A irmandade teria como principal função a manutenção da supremacia dos brancos - especialmente depois de uma guerra em que os escravos dos antigos senhores eram agora homens livres, capazes de se organizar. Ou seja, os "novos inimigos" precisavam ser combatidos, ainda que pela intimidação e violência.

Os historiadores se dividem sobre a natureza da KKK. Para alguns, o grupo foi fruto da nostalgia de uma enorme população de veteranos de guerra - o que explica sua pesada hierarquia interna (abaixo do grande mago vêm os grandes dragões, grandes titãs e grandes cíclopes). Para outros, a Klan nasceu com políticas e objetivos bem definidos. Seria a resistência clandestina branca contra o governo do norte e sua Reconstrução Radical - que previa a divisão do sul em cinco distritos militares e eleições multirraciais.

Na prática, a Klan atuava como uma gangue de vigilantes, defendendo as propriedades dos brancos. E não era a única no período. Uma organização parecida surgiu no mesmo ano, na Louisiana: os Cavaleiros da Camélia Branca. Parte do pavor que a KKK espalhava pela região era devido ao seu figurino. Capuzes e camisolões brancos tinham duas funções: assustar negros supersticiosos e evitar a identificação dos membros pelas tropas federais que coalhavam a região. Em pouco tempo, o que era um grupo de vigia passou a promover ataques noturnos para matar negros libertos e seus apoiadores brancos. De um ex-general confederado, surgiu o Prescript, o estatuto da KKK. Além do óbvio elemento racista, o documento pregava a resistência contra algumas das práticas impostas pelo lado vencedor da Guerra Civil, como o de negar direito de voto para pessoas que se recusassem a jurar não ter lutado contra as tropas do Norte.

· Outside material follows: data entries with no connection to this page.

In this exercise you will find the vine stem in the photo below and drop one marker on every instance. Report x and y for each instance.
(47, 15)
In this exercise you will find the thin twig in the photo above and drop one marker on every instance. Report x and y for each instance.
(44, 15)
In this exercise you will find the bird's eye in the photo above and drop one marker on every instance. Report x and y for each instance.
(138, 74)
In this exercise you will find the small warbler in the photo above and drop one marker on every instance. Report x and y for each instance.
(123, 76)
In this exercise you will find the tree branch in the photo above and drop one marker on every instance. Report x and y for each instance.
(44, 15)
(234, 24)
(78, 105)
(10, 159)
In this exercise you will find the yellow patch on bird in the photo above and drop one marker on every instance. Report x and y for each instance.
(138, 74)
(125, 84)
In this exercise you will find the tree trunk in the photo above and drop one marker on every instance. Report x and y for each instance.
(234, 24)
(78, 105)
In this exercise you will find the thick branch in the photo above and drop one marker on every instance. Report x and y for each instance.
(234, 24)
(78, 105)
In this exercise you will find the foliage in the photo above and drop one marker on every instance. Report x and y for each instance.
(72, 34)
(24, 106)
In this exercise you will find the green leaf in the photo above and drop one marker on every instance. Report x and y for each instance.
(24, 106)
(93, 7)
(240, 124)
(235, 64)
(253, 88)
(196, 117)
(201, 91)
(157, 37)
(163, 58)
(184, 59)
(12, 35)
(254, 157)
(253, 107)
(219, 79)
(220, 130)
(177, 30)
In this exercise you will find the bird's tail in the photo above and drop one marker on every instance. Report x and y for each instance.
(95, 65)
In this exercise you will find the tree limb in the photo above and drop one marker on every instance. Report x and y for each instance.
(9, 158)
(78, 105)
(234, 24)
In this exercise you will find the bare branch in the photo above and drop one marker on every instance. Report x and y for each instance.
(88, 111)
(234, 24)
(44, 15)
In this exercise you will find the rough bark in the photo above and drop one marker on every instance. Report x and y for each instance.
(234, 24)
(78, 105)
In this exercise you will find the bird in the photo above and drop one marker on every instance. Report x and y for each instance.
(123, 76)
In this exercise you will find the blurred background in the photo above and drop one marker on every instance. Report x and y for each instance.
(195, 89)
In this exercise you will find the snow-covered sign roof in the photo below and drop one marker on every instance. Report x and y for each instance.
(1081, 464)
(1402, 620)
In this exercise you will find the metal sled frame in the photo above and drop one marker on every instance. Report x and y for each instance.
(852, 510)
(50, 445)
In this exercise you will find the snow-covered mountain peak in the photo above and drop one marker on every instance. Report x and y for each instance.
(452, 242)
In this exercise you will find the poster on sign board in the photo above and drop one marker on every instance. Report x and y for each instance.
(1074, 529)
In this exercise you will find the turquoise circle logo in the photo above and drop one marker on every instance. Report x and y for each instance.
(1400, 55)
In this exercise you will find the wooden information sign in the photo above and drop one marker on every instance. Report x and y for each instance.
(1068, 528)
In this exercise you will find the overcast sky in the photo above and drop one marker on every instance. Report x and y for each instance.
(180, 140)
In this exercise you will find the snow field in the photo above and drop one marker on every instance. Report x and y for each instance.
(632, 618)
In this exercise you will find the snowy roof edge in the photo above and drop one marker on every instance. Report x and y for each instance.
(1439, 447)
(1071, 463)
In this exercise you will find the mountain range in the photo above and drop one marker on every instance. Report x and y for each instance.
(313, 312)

Mais do que apenas minorias raciais, seus milicianos atacavam políticos, a mando do Partido Democrata, que usava as turbas para tumultuar eleições e até assassinar adversários. Só que a proliferação de células acabou se transformando em embaraço até para os patrocinadores da KKK: as arruaças serviam para aumentar o controle do governo federal sobre o sul. Em 1869, o general Forrest ordenou que o grupo fosse desmantelado. O surgimento de milícias rivais forçou diversos estados a adotar legislação proibindo as atividades da Klan. Incluindo o Ato de Direitos Civis de 1871, que deu ao governo poderes para intervir militarmente em localidades onde a KKK se recusasse a depor armas -revogando o habeas corpus e impondo pesadas penalidades para organizações terroristas. Foi o fim da primeira Ku Klux Klan.

A segunda KKK

A KKK parecia morta. A repressão do governo havia funcionado. Em 1882, a Suprema Corte declarou o grupo inconstitucional - e na época a Klan praticamente havia desaparecido. Para alguns historiadores, o fim da primeira Klan deveu-se ao sucesso de seu objetivo: restaurar a supremacia branca nos estados do sul dos EUA. De fato, Carolina do Norte, Tennessee e Geórgia eram governados por simpatizantes da tal supremacia.

Mas os EUA estavam mudando. O ódio aos negros rapidamente encontrou outro alvos. O ressurgimento veio com a chegada de imigrantes europeus a partir do final do século 19, especialmente os católicos e judeus. Havia também o momento populacional interno, com o deslocamento de populações negras para áreas predominantemente brancas do Meio-Oeste. Em 1915, perto de Atlanta, na Geórgia, o coronel e pastor metodista William Simmons lançou as bases da segunda geração da KKK, inspirado pelo livro The Clansman (o homem do clã), de Thomas Dixon, publicado dez anos antes, e no extraordinário sucesso do filme O Nascimento de uma Nação, de D.W. Griffith, baseado no livro. O grupo permaneceu pequeno, mas com uma agenda de ódio mais abrangente - que incluía xenofobia e antissemitismo -, e progredia baseado na defesa do patriotismo e de um modo de vida protestante e branco típico das pequenas cidades americanas.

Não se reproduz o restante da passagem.